Step S32: the element of the same position of more described successively first matrix and second matrix also use to specify comparison function to calculate similarity coefficient according to comparative result.
In this step, at first order travels through the element that is in same position in first matrix and second matrix and the comparator matrix, and the total quantity of same position element value coupling is designated as M, the unmatched total quantity of same position element value is recorded as D, the element matching rate then is M/ (D+M).In above-mentioned statistics, the ratio of the value of two matrix correspondence position elements is all non-vanishing and two elements is coupling with this position statistics between the inverse of statistical value and statistical value the time; Otherwise statistics is not for matching.Suppose that first, second matrix is respectively matrix1, matrix2, matrix[x] element of the capable y row of x in [y] representing matrix, then above-mentioned statistics can be expressed as:
if(matrix1[x][y]>0&&matrix2[x][y]>0){
R=matrix1[x][y]/matrix2[x][y];
If (1/b<R<b) //b adjusts according to actual conditions, defaults to 5
M++;
else
D++;
}else{
D++;
}
The value of above-mentioned b is represented the strict degree of comparison, if b near 1 then show similar stricter of mail, comparative result trends towards the on all four situation of original contents, then loosens on the contrary.Calculate similarity coefficient then: S = M / ( D + M ) S 1 / S 2 , wherein S1 and S2 be respectively the text length of first matrix and second matrix or be in first matrix and second matrix greater than the number of zero element, and S1 S2.
Step S33: judge according to the value of similarity coefficient S whether first e-text is similar with e-text, if similarity coefficient S represents then that greater than assign thresholds the first electronic data section is similar to the second electronic data section; Otherwise it is dissimilar.In actual applications, as S〉0.8 the time, the accuracy rate of comparative result is higher relatively.Certainly, in concrete the application, can suitably loosen the threshold value of S.The computing formula here can adopt various deformation, but essential element is M and the D value that counts among the step S32.
Above-mentioned e-text comparison system and method can specifically be applied to comparison, the comparison of the similar message in the JICQ or relatively the waiting of the similar message in the chatroom of similar web page in the comparison, search engine of similar Email in the e-mail server.
Said system and method may be used on carrying out in the mailing system identification (according to the identification of mail similarity) of spam, be used as database under promptly preserving by the transition matrix of mail that (as 72 hours) in the certain hour are received, set the threshold value (as 0.75) of a similar mail, suppose that the mail of newly receiving is M, add up the similar mail number that this mail M finds in database, if greater than threshold value (as 50 envelopes), then this mail is judged to be spam, unless proof M is non-spam (having appeared in the white list as M).

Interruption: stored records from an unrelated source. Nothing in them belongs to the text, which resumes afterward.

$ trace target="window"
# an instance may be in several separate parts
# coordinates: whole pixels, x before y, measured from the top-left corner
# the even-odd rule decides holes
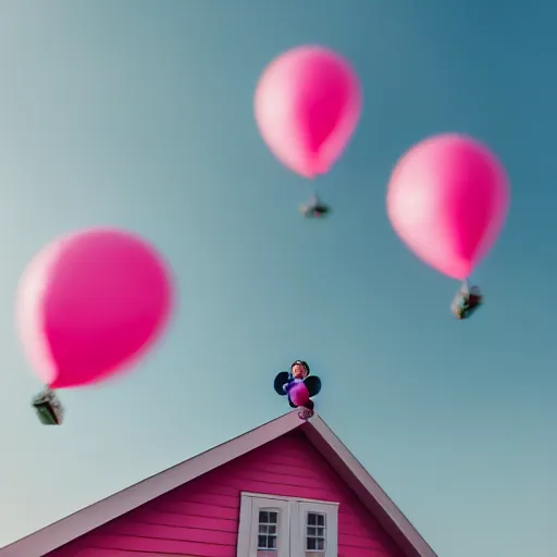
[[[325,520],[326,515],[308,512],[306,515],[306,550],[325,550]]]
[[[259,535],[257,548],[268,550],[276,549],[276,527],[278,525],[278,512],[275,510],[259,511]]]
[[[237,557],[337,557],[338,504],[242,494]]]

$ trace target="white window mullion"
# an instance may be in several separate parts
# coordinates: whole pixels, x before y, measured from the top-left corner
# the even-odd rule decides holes
[[[300,503],[290,500],[290,556],[302,557],[305,555],[304,517],[300,512]]]
[[[338,504],[243,493],[236,555],[338,557]]]
[[[337,557],[338,555],[338,505],[326,503],[298,503],[298,524],[300,524],[300,547],[297,555],[322,555],[323,557]],[[311,524],[308,524],[308,516]],[[321,520],[319,517],[324,517]],[[323,540],[324,547],[308,547],[308,537]],[[313,542],[315,543],[315,542]],[[315,545],[320,545],[317,542]]]

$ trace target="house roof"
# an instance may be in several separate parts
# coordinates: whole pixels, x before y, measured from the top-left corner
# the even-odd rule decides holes
[[[294,430],[342,474],[364,507],[397,541],[408,557],[437,557],[386,493],[315,413],[304,422],[297,411],[281,416],[222,445],[152,475],[0,549],[0,557],[41,557],[91,530],[149,503]]]

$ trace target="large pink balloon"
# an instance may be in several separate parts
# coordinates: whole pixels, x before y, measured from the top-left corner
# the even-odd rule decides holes
[[[503,228],[509,208],[505,169],[484,145],[438,135],[412,147],[396,165],[387,214],[424,262],[466,278]]]
[[[288,169],[313,178],[329,172],[361,113],[361,89],[350,64],[322,47],[298,47],[263,72],[255,97],[259,131]]]
[[[16,300],[27,357],[51,388],[97,383],[162,332],[172,286],[140,238],[114,228],[62,237],[30,262]]]

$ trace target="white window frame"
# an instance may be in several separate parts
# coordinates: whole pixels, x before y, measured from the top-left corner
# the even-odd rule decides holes
[[[337,557],[338,503],[248,492],[242,492],[237,557],[257,557],[260,509],[281,511],[276,557],[302,557],[306,555],[306,516],[308,512],[325,515],[326,541],[325,552],[322,555],[323,557]]]

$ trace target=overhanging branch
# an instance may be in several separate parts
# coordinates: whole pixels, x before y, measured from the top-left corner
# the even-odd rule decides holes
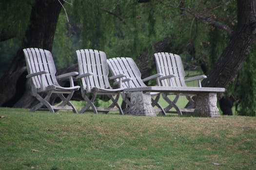
[[[214,19],[213,19],[209,17],[205,17],[199,14],[196,14],[191,11],[190,10],[189,10],[189,9],[187,8],[184,8],[183,7],[181,7],[180,5],[178,5],[177,6],[174,6],[172,5],[167,4],[163,2],[161,0],[158,0],[158,2],[164,5],[165,5],[166,6],[168,6],[169,7],[173,8],[177,8],[181,11],[185,11],[188,14],[194,16],[196,18],[199,19],[203,23],[212,25],[213,26],[216,28],[217,28],[225,31],[230,36],[231,35],[231,34],[232,34],[233,30],[228,26],[227,26],[227,25],[224,24],[221,22],[219,22],[218,21],[217,21]],[[214,8],[213,10],[215,10],[218,8],[219,7],[219,6],[216,7],[215,8]]]
[[[109,14],[113,15],[113,16],[114,16],[115,17],[116,17],[118,18],[119,20],[120,21],[121,21],[122,23],[123,23],[124,24],[126,24],[126,22],[121,17],[120,17],[119,15],[118,15],[117,14],[114,13],[113,12],[107,10],[106,9],[104,9],[104,8],[101,8],[100,9],[101,10],[103,11],[106,12],[106,13],[108,13]]]

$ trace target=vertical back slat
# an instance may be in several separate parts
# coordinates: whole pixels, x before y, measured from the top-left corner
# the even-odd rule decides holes
[[[79,72],[80,74],[84,74],[87,72],[86,68],[84,67],[84,66],[83,64],[84,60],[85,60],[84,52],[83,52],[83,51],[82,50],[77,50],[76,52],[77,53],[77,56],[78,57]],[[84,62],[86,62],[86,61]],[[85,79],[83,77],[81,79],[81,80],[82,87],[84,89],[86,89],[86,84],[85,83]]]
[[[175,58],[176,65],[177,65],[180,85],[182,86],[186,86],[186,84],[185,83],[185,81],[184,80],[184,78],[185,77],[185,72],[184,71],[183,66],[181,62],[181,59],[178,55],[174,54],[174,57]]]
[[[86,67],[88,72],[92,73],[93,72],[93,70],[92,69],[92,64],[91,61],[91,57],[90,56],[90,52],[87,49],[84,50],[84,52],[85,53],[85,58],[86,59],[86,62],[85,63],[84,63],[83,65]],[[89,84],[87,85],[88,85],[88,89],[90,89],[92,87],[94,87],[95,85],[94,84],[94,80],[93,76],[89,76]]]
[[[139,87],[146,86],[146,85],[141,80],[141,73],[139,71],[135,62],[132,58],[126,58],[126,61],[129,63],[131,71],[133,73],[135,77],[136,78],[137,82],[138,84]]]
[[[173,69],[173,68],[172,67],[171,67],[172,61],[171,61],[171,58],[170,57],[169,54],[167,52],[165,52],[164,56],[166,57],[166,61],[167,61],[166,63],[166,68],[168,70],[168,75],[175,74],[174,70]],[[170,85],[169,85],[170,86],[177,86],[177,83],[176,83],[175,78],[172,77],[172,78],[169,78],[169,80],[170,80]]]
[[[44,68],[44,70],[50,73],[50,74],[46,74],[46,78],[47,80],[47,82],[45,82],[47,83],[47,84],[48,85],[52,85],[53,84],[53,83],[52,80],[51,75],[52,73],[50,72],[50,69],[49,69],[49,66],[48,64],[48,60],[47,58],[46,58],[46,56],[45,55],[45,53],[44,53],[44,51],[42,49],[39,49],[39,57],[41,57],[42,61],[43,62],[43,68]]]
[[[132,71],[132,68],[130,68],[130,65],[127,61],[126,58],[118,58],[117,60],[120,64],[120,69],[122,69],[122,70],[124,71],[123,73],[126,75],[127,77],[130,77],[132,79],[132,80],[130,81],[131,87],[139,86],[139,84],[137,82],[136,76]]]
[[[34,73],[36,72],[36,68],[35,67],[34,63],[34,59],[33,59],[33,55],[32,54],[32,51],[33,50],[33,49],[26,49],[27,51],[27,60],[29,62],[30,64],[28,65],[29,67],[30,68],[30,72],[29,72],[29,74]],[[38,76],[34,76],[32,78],[32,82],[33,83],[33,84],[35,85],[35,87],[36,88],[39,88],[41,87],[40,86],[40,78],[39,78]]]
[[[175,58],[174,55],[172,53],[169,53],[170,56],[171,57],[171,61],[172,61],[172,66],[173,68],[173,70],[174,74],[177,75],[177,77],[175,77],[175,80],[176,82],[176,86],[180,86],[180,82],[179,81],[179,75],[178,74],[177,65],[176,64],[176,62],[175,61]]]
[[[106,53],[101,51],[98,51],[99,53],[100,62],[97,63],[99,66],[99,71],[102,71],[101,78],[99,79],[100,83],[101,83],[101,78],[103,80],[103,84],[101,85],[102,88],[110,88],[111,87],[108,81],[108,74],[109,71],[107,63],[107,56]]]
[[[98,83],[98,75],[97,73],[97,69],[96,68],[96,63],[95,62],[95,55],[97,53],[98,53],[98,51],[97,50],[93,50],[90,49],[89,50],[90,53],[90,58],[91,59],[91,63],[92,64],[92,73],[93,74],[93,80],[95,86],[100,87]]]

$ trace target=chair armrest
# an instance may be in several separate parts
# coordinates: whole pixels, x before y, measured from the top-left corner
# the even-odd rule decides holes
[[[201,82],[200,81],[200,80],[205,79],[206,78],[207,78],[207,76],[204,75],[192,77],[189,79],[184,80],[184,81],[185,81],[185,82],[192,82],[195,80],[197,80],[198,83],[198,87],[200,87],[202,86],[202,85],[201,85]]]
[[[177,76],[175,74],[170,74],[170,75],[168,75],[165,76],[162,76],[162,77],[160,77],[159,78],[159,80],[162,80],[164,79],[169,79],[170,78],[176,77],[177,77]]]
[[[120,74],[117,75],[115,76],[111,76],[109,78],[109,80],[117,79],[119,79],[120,78],[123,77],[126,77],[126,76],[125,76],[124,74]]]
[[[80,79],[83,77],[88,77],[89,76],[92,76],[93,75],[91,72],[88,72],[85,74],[81,74],[77,76],[77,79]]]
[[[127,78],[125,79],[123,79],[123,80],[122,80],[121,81],[120,81],[120,80],[119,79],[119,81],[117,81],[117,82],[114,82],[114,84],[113,84],[113,85],[114,86],[116,86],[116,85],[118,85],[118,88],[120,88],[121,86],[122,86],[122,83],[124,83],[124,82],[128,82],[128,87],[130,87],[130,81],[132,80],[133,80],[132,78],[130,78],[130,77],[128,77],[128,78]]]
[[[198,76],[197,77],[190,78],[189,79],[184,80],[184,81],[185,81],[185,82],[192,82],[195,80],[203,79],[206,78],[207,78],[207,76],[206,76],[206,75],[201,75],[201,76]]]
[[[146,78],[145,78],[144,79],[142,79],[142,81],[143,82],[148,82],[149,81],[151,80],[152,79],[156,79],[158,78],[158,77],[162,76],[162,75],[163,75],[162,74],[159,74],[159,73],[153,75],[152,76],[150,76],[149,77],[146,77]]]
[[[69,72],[67,73],[65,73],[65,74],[63,74],[61,75],[59,75],[59,76],[56,76],[56,78],[57,79],[67,78],[70,77],[74,77],[78,75],[79,75],[78,72],[73,71],[73,72]]]
[[[34,76],[38,76],[38,75],[42,75],[42,74],[47,74],[47,73],[49,73],[49,72],[47,72],[47,71],[41,71],[36,72],[35,73],[28,74],[26,76],[26,78],[31,78],[31,77],[34,77]]]

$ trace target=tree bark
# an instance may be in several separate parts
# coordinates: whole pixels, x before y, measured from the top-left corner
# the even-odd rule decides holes
[[[0,79],[0,106],[26,108],[34,104],[35,98],[26,83],[27,73],[22,49],[37,47],[51,51],[61,9],[58,0],[37,0],[31,10],[23,45]]]
[[[202,81],[203,86],[228,87],[254,46],[256,40],[256,1],[238,0],[237,7],[237,26],[228,46],[207,78]]]

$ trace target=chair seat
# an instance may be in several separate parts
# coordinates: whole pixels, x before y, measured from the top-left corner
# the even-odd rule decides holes
[[[72,110],[74,113],[77,113],[70,100],[75,91],[80,88],[78,85],[74,86],[73,77],[78,73],[66,73],[58,76],[58,78],[69,79],[70,87],[60,86],[55,75],[56,68],[51,51],[37,48],[24,49],[23,51],[28,73],[26,77],[30,80],[32,95],[40,102],[31,108],[30,112],[35,112],[45,106],[52,113],[59,110]],[[56,94],[55,97],[61,100],[58,106],[49,102],[53,93]],[[64,96],[63,94],[67,95]]]
[[[49,90],[67,90],[67,91],[70,91],[70,90],[79,90],[79,88],[80,88],[79,86],[76,85],[74,86],[71,87],[62,87],[59,85],[48,85],[47,87],[46,87],[46,91],[49,91]]]
[[[115,89],[107,89],[107,88],[100,88],[100,87],[94,87],[92,88],[92,92],[93,93],[96,93],[96,92],[104,92],[104,93],[120,93],[120,92],[122,92],[123,90],[123,88],[115,88]]]

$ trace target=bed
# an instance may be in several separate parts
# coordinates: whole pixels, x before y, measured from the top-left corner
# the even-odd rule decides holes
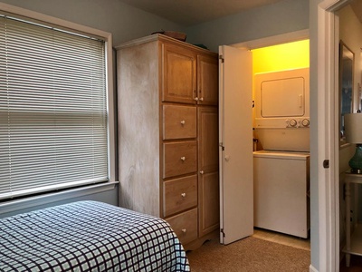
[[[190,271],[165,220],[97,201],[0,219],[0,271]]]

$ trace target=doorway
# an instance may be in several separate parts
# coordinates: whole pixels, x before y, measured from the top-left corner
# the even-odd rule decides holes
[[[233,48],[237,48],[237,49],[241,49],[240,51],[242,52],[242,51],[243,51],[243,52],[245,52],[245,51],[250,51],[250,50],[259,50],[259,49],[261,49],[261,48],[262,48],[262,47],[269,47],[269,46],[272,46],[272,45],[275,45],[275,44],[280,44],[279,46],[281,46],[281,47],[285,47],[285,46],[287,46],[286,45],[286,44],[294,44],[295,42],[297,42],[297,41],[302,41],[302,40],[304,40],[304,44],[307,44],[307,46],[306,47],[308,47],[309,48],[309,45],[308,45],[308,38],[309,38],[309,31],[308,30],[304,30],[304,31],[300,31],[300,32],[295,32],[295,33],[291,33],[291,34],[282,34],[282,35],[278,35],[278,36],[273,36],[273,37],[269,37],[269,38],[265,38],[265,39],[261,39],[261,40],[256,40],[256,41],[250,41],[250,42],[246,42],[246,43],[243,43],[243,44],[233,44],[233,45],[232,45],[231,47],[233,47]],[[298,43],[296,43],[296,44],[298,44]],[[281,44],[282,44],[282,45],[281,45]],[[293,45],[295,45],[295,44],[293,44]],[[227,46],[226,46],[227,47]],[[230,46],[229,46],[229,48],[231,48]],[[272,62],[271,63],[271,64],[272,64],[272,64],[281,64],[281,62],[280,62],[280,60],[278,60],[278,54],[276,54],[275,53],[275,50],[278,50],[278,49],[280,49],[280,48],[275,48],[275,47],[273,47],[273,46],[272,46],[272,51],[273,51],[273,56],[275,56],[276,58],[277,58],[277,60],[275,60],[274,59],[274,62]],[[278,46],[277,46],[278,47]],[[237,49],[233,49],[233,52],[234,51],[238,51]],[[224,54],[223,54],[223,53],[224,53],[224,51],[223,51],[223,48],[221,47],[221,55],[223,55],[223,57],[224,56]],[[229,49],[228,49],[229,50]],[[280,50],[281,52],[282,52],[282,50]],[[227,51],[224,51],[224,52],[227,52]],[[291,61],[291,59],[292,59],[293,58],[293,56],[295,57],[296,55],[298,55],[298,50],[290,50],[290,53],[291,53],[291,56],[288,56],[287,57],[287,59],[289,60],[289,61]],[[281,53],[282,54],[282,53]],[[285,48],[284,48],[284,55],[286,55],[286,51],[285,51]],[[276,70],[288,70],[288,69],[295,69],[295,68],[299,68],[299,67],[300,67],[300,66],[302,66],[302,67],[309,67],[309,51],[307,50],[306,51],[306,53],[305,53],[305,55],[306,55],[306,57],[303,59],[302,58],[302,60],[301,60],[301,62],[300,62],[300,60],[298,60],[297,61],[297,63],[299,62],[299,64],[295,64],[295,63],[293,63],[293,64],[291,64],[291,63],[287,63],[286,65],[287,66],[284,66],[284,67],[278,67],[278,68],[269,68],[269,69],[276,69]],[[281,56],[279,56],[279,58],[281,58]],[[270,57],[270,55],[269,55],[269,57],[268,57],[268,59],[272,59],[271,57]],[[225,58],[225,63],[229,63],[229,61],[231,61],[230,59],[226,59]],[[262,62],[263,63],[265,63],[265,62]],[[300,63],[301,63],[301,64],[300,64]],[[223,66],[224,67],[224,66]],[[252,65],[251,65],[250,66],[251,68],[251,70],[252,69]],[[255,66],[256,67],[256,66]],[[222,68],[222,70],[223,69],[226,69],[226,68]],[[223,74],[223,71],[221,70],[221,74]],[[243,74],[243,73],[245,73],[245,69],[243,69],[243,68],[241,68],[241,69],[239,69],[238,70],[239,71],[239,73],[242,73]],[[262,72],[262,71],[260,71],[260,72]],[[266,72],[265,70],[263,71],[263,72]],[[251,74],[252,74],[251,73]],[[252,81],[252,75],[250,77],[250,80],[251,81]],[[221,82],[223,82],[224,83],[224,81],[222,81],[221,80]],[[221,86],[224,86],[224,83],[221,83]],[[235,86],[233,86],[233,90],[235,89],[234,88]],[[250,87],[248,90],[252,90],[252,87]],[[240,89],[239,89],[240,90]],[[233,92],[233,90],[230,90],[230,92]],[[225,92],[225,93],[226,93]],[[221,101],[223,101],[224,102],[224,94],[223,94],[223,97],[221,98]],[[248,102],[247,102],[247,101],[248,100],[245,100],[244,101],[244,102],[243,102],[243,106],[242,107],[243,107],[243,108],[247,108],[247,104],[248,104]],[[246,102],[246,103],[245,103]],[[225,105],[227,105],[227,106],[230,106],[228,103],[224,103]],[[239,108],[240,108],[240,106],[239,106]],[[252,112],[252,110],[251,110],[251,108],[250,108],[250,112]],[[249,114],[249,113],[248,113]],[[223,115],[223,112],[221,113],[221,115]],[[239,115],[238,115],[239,116]],[[241,123],[241,121],[239,121],[239,125],[240,125],[240,123]],[[233,124],[235,124],[235,122],[233,122]],[[243,128],[241,128],[241,130],[245,130],[245,123],[244,123],[244,127]],[[221,125],[221,127],[224,127],[224,125]],[[249,132],[247,132],[247,131],[248,130],[250,130],[251,131],[251,129],[252,129],[252,125],[249,127],[249,129],[247,129],[246,131],[245,131],[245,132],[246,133],[249,133]],[[227,129],[225,129],[224,131],[227,131]],[[236,131],[236,129],[235,129],[235,126],[233,126],[233,128],[230,128],[230,130],[229,131]],[[222,133],[223,134],[223,133]],[[244,133],[245,134],[245,133]],[[241,138],[238,138],[238,141],[239,141],[239,143],[236,143],[236,145],[237,144],[239,144],[240,145],[240,141],[241,141],[241,140],[240,140]],[[249,140],[248,139],[244,139],[244,141],[246,141],[246,142],[249,142]],[[251,137],[251,139],[250,139],[250,142],[252,142],[252,137]],[[221,142],[222,144],[224,144],[224,139],[222,139],[222,142]],[[226,146],[227,146],[227,144],[226,144]],[[224,146],[223,146],[223,151],[224,151]],[[243,149],[243,152],[239,152],[239,153],[247,153],[247,152],[245,152],[245,150],[249,150],[249,149]],[[251,155],[251,156],[250,156]],[[252,151],[251,151],[251,154],[247,154],[247,157],[248,158],[235,158],[235,157],[233,157],[233,160],[238,160],[238,161],[243,161],[243,163],[245,163],[245,160],[247,160],[247,163],[250,163],[250,162],[248,162],[248,161],[252,161],[252,167],[251,167],[251,169],[249,169],[248,170],[251,170],[252,172]],[[243,156],[243,155],[241,155],[241,156]],[[224,154],[222,154],[221,155],[221,161],[223,161],[223,160],[224,159],[225,159],[225,160],[229,160],[229,158],[230,158],[230,156],[228,155],[228,153],[225,151],[224,152]],[[226,160],[227,159],[227,160]],[[224,163],[225,163],[225,164],[227,164],[227,163],[230,163],[230,162],[224,162]],[[223,166],[222,166],[222,163],[221,163],[221,168],[223,168]],[[221,172],[223,173],[223,172],[224,172],[224,170],[221,170]],[[241,174],[241,175],[243,175],[243,177],[239,177],[239,178],[235,178],[235,177],[233,177],[233,180],[247,180],[247,179],[249,179],[250,177],[252,177],[252,179],[251,179],[251,184],[252,184],[252,175],[250,175],[250,173],[248,172],[248,173],[245,173],[245,171],[242,171],[242,170],[239,170],[239,173]],[[221,177],[221,189],[220,189],[220,191],[221,192],[224,192],[224,191],[228,191],[227,189],[224,189],[224,184],[226,184],[225,186],[227,186],[227,182],[224,182],[224,178],[222,178]],[[235,187],[234,186],[233,186],[233,189],[231,189],[231,190],[233,190],[233,191],[235,190],[235,189],[234,189]],[[248,184],[248,186],[247,186],[247,188],[250,188],[250,185]],[[234,196],[235,197],[235,201],[232,201],[230,199],[231,199],[231,196],[229,195],[229,194],[227,194],[227,198],[224,198],[223,197],[223,194],[221,195],[221,205],[222,206],[224,206],[224,202],[223,202],[223,199],[227,199],[227,202],[228,203],[232,203],[232,207],[233,207],[233,209],[235,209],[234,207],[247,207],[248,209],[252,209],[252,202],[251,203],[249,203],[249,205],[240,205],[241,203],[239,203],[238,202],[238,200],[240,201],[240,196],[239,195],[237,195],[237,194],[233,194],[233,196]],[[223,217],[223,213],[224,213],[225,215],[230,215],[230,214],[233,214],[233,209],[231,208],[229,210],[227,209],[227,208],[226,209],[224,209],[224,210],[223,211],[223,209],[224,208],[222,208],[221,209],[221,214],[222,214],[222,216],[221,216],[221,226],[222,226],[222,228],[223,228],[223,230],[225,230],[227,228],[227,225],[235,225],[234,224],[234,222],[233,222],[233,223],[231,223],[231,222],[225,222],[224,221],[224,217]],[[244,212],[245,214],[247,213],[247,212]],[[250,212],[249,212],[250,213]],[[233,212],[233,217],[232,217],[233,218],[233,219],[234,219],[234,215],[235,215],[235,213]],[[226,226],[226,227],[225,227]],[[247,226],[249,226],[249,224],[247,224]],[[245,227],[245,222],[243,221],[243,222],[242,222],[242,224],[240,225],[240,228],[239,227],[237,227],[237,228],[244,228]],[[244,231],[244,233],[245,232],[247,232],[246,230]],[[224,237],[225,236],[225,234],[224,233],[223,233],[223,235],[224,235]],[[228,236],[228,235],[230,235],[229,233],[227,233],[226,234],[226,236]],[[250,235],[250,234],[249,234]],[[247,235],[246,235],[247,236]],[[244,236],[245,237],[245,236]],[[239,237],[238,238],[242,238],[243,237]],[[236,238],[237,239],[237,238]],[[235,239],[235,240],[236,240]]]

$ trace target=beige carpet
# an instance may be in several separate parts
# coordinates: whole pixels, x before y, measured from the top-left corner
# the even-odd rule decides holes
[[[253,237],[224,246],[217,239],[187,252],[191,272],[310,271],[310,251]]]

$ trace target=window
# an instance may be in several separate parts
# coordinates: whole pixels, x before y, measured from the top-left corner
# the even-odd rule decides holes
[[[0,199],[113,179],[101,35],[0,11]]]

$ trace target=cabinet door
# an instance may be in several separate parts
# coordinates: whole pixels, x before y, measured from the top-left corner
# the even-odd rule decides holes
[[[203,237],[219,228],[219,172],[199,174],[198,235]]]
[[[198,108],[199,236],[219,227],[219,146],[216,107]]]
[[[219,126],[216,107],[198,107],[198,168],[204,172],[219,169]]]
[[[197,97],[198,104],[217,105],[218,102],[218,62],[216,57],[197,56]]]
[[[196,55],[187,48],[162,44],[162,101],[196,102]]]

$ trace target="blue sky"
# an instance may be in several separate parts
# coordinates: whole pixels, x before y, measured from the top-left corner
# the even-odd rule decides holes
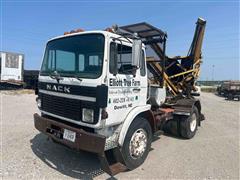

As shown in Figure 4, be the embodiment of the anti-garbage mail system realized according to said system and method.In the present embodiment, anti-garbage mail system includes matrix conversion control center 43, parallel processing element 44, matrix relatively control center 45, judging rubbish mail center 46 etc.
Matrix conversion control center 43 is used for parallel transfer of Email in enormous quantities is a plurality of transition matrixes.For mail head's processing in two kinds of situation.In the present embodiment, matrix conversion control center 43 only is converted to transition matrix with Email Body.Though email headers (being title) can be entered matrix by statistics, considers that mail head's structured message is apparent in view, therefore can mail head's separate processes not done conversion and direct the comparison.For the less mail of body matter, this method can significantly reduce the interference of mail head's information, thereby avoids some because the few mail of text literal is judged as similar mail.Also there is dual mode in record for transition matrix: if adopt the complete information of plain text record, every envelope mail all needs 65535 bytes; Also can only write down the matrix intermediate value in addition greater than 0 element, because most of value is 0 (sparse matrix) in the matrix, but conserve storage like this.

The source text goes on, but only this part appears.